Все разом повернулись к Кочергиной.
– Дорогая, ты уверена? – изумился Сергей Павлович.
Елизавета показала пальцем на портрет женщины:
– Я ее у мамы на столе видела. Она у нее слева стояла, а телефон справа.
– Надеюсь, ты спросила, как зовут даму? – осведомился Мануйлов. – Назовешь мне ее фамилию, имя?
Лиза быстро замотала головой.
– Не-а. Я про фотку не спрашивала. А один раз случайно ее уронила, рамка упала, стекло разбилось, и мама меня отругала, сказала: «Лизавета, ты неуклюжая, не прикасайся к моему столу, не трогай дорогие родные вещи. Мне не нравится, когда…» А дальше я плохо помню, только она про гипюр вспомнила.
– Гипюр? – растерянно переспросил Сергей Павлович. – Это какая-то ткань?
– Тонкий, ажурный материал вроде кружева, – вполне толково ответила Елизавета.

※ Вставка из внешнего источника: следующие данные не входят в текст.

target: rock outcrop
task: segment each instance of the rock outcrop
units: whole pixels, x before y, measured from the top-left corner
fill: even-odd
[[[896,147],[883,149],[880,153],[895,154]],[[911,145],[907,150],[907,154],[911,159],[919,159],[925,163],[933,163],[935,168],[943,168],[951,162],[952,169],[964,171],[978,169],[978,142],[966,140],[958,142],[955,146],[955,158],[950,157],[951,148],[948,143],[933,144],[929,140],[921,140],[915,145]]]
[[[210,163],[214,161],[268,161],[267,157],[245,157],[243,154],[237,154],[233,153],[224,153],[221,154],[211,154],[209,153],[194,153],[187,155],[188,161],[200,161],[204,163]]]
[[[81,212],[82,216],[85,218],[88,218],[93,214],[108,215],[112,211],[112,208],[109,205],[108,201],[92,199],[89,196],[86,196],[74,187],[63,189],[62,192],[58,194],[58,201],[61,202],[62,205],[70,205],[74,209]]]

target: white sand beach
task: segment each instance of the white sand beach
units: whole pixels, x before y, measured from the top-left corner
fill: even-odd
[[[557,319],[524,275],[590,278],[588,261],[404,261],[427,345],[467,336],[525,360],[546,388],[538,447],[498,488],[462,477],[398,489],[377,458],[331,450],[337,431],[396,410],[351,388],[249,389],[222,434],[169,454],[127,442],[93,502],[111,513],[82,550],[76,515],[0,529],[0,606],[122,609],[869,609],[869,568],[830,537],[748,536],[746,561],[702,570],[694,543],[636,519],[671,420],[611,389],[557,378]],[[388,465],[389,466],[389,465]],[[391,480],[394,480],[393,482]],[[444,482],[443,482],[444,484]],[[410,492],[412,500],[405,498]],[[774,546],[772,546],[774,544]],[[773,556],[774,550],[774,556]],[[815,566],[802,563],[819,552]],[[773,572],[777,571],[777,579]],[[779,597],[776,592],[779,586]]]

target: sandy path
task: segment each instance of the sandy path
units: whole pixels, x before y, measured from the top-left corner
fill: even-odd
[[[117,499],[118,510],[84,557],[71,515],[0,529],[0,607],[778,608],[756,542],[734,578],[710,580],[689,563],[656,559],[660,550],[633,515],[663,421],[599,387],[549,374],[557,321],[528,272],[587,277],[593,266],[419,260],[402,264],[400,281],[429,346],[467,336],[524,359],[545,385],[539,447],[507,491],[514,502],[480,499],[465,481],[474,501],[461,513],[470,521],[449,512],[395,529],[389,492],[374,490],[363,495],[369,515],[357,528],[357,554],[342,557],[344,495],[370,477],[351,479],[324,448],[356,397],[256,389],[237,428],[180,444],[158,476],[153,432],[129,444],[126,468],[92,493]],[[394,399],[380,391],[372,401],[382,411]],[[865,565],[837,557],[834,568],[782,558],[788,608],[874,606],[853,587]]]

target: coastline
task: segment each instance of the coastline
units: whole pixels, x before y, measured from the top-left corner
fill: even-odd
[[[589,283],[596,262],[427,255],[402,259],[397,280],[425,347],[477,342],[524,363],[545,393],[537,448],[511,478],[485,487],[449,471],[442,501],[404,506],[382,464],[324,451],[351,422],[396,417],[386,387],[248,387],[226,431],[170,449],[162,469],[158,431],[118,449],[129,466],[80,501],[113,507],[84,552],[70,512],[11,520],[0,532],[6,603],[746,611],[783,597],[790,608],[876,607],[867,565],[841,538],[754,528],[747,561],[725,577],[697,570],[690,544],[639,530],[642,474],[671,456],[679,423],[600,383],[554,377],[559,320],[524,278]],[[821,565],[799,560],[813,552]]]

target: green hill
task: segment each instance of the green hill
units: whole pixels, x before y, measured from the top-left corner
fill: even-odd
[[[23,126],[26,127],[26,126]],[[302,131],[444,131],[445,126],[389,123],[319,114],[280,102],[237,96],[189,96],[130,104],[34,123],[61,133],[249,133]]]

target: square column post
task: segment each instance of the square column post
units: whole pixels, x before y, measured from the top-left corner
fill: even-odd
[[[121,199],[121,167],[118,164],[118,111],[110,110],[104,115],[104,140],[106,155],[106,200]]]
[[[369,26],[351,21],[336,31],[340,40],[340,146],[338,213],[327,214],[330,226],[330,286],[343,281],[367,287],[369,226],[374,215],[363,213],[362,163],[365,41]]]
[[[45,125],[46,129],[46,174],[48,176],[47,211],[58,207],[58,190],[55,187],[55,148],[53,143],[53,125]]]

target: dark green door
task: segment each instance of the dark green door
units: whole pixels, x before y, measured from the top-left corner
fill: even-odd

И пояснила: – Я шить обожаю, могу вам такую рубашку смастерить… Меня мама научила, она работала в лаборатории, хотела вообще-то стать портнихой, но ее мамочка, моя бабка, не разрешила. Ой, она такая была злая, вредная! Мою мамулю постоянно гнобила. Хорошо, что она отравилась!
– Кто? – не понял Леня.
– Бабка съела консервы, – уточнила Лиза, – не помню какие, из рыбы. Поболела недолго и умерла.
– Мой отец тоже ушел на тот свет, отведав сайру в томате… – ахнула Раиса Ильинична. – Бывают же такие совпадения.
– И при чем тут гипюр? – усмехнулась Жанна. – Сайру в него завернули? Или сшили ей платье?
– Ну нет же, – засмеялась Лиза, – ты не права, Жанночка. Рыбки голые плавают. Мама сказала про женщину на снимке, что она любит гипюр.
– Говори фамилию! – потребовал хозяин дома.
– Я не помню, – ответила Лиза.
– Похоже, ты, голубка, врешь, – резко оборвала Кочергину Жанна. – Хочешь Мануйлова вокруг пальца обвести, надеешься, он решит, что вы родственники, вот и сочинила историю. Сергей Павлович нам в первый день сообщал, что тот, кто с ним общую кровь имеет, первый наследник. Но сам он в детдоме вырос, мало что о своей родне знает, у него есть только эти две семейные фотографии. Вот ты, Лизочка, и принялась фантазировать. В жизни не поверю, что твоя мать всего один раз тебе про предков сказала.
– Так ведь я рассказ дяди Сережи не слышала, спала, с вами не сидела. И мама правда всего разок говорила, – заканючила Лиза. – Фотка на рабочем столе в ее кабинете стояла, меня туда не пускали, чтобы я чего не разбила. Мама была ученым, у нее всякие разные штучки имелись – пробирки, микроскоп, стеклышки прямоугольные…
– Ложь! – гаркнула Жанна.
– Почему ты злишься? – заморгала Лиза. – Были у нас дома стеклышки. Я как-то в мамин кабинет пошла, хотела карандаши взять, и одно раздавила. Меня в угол поставили и дверь на ключ стали закрывать. Ты у нас дома никогда не бывала, а меня во вранье упрекаешь. Лежали стеклышки, точно.
– Про другое врешь! – рявкнула Реутова. – Про снимки! Неужели тебе мать о родичах так и не намекнула? Или она доченьку косорукую по сию пору в кабинет не пускает, за идиотку держит? Интересно, как ты тот разговор про женщину запомнила. Маленькие дети быстро всякую ерунду забывают. А ты у нас явно мегапамятливая, да еще в нужный момент фразу ввернула. Сдается мне, не такая уж ты идиотка, какой прикидываешься.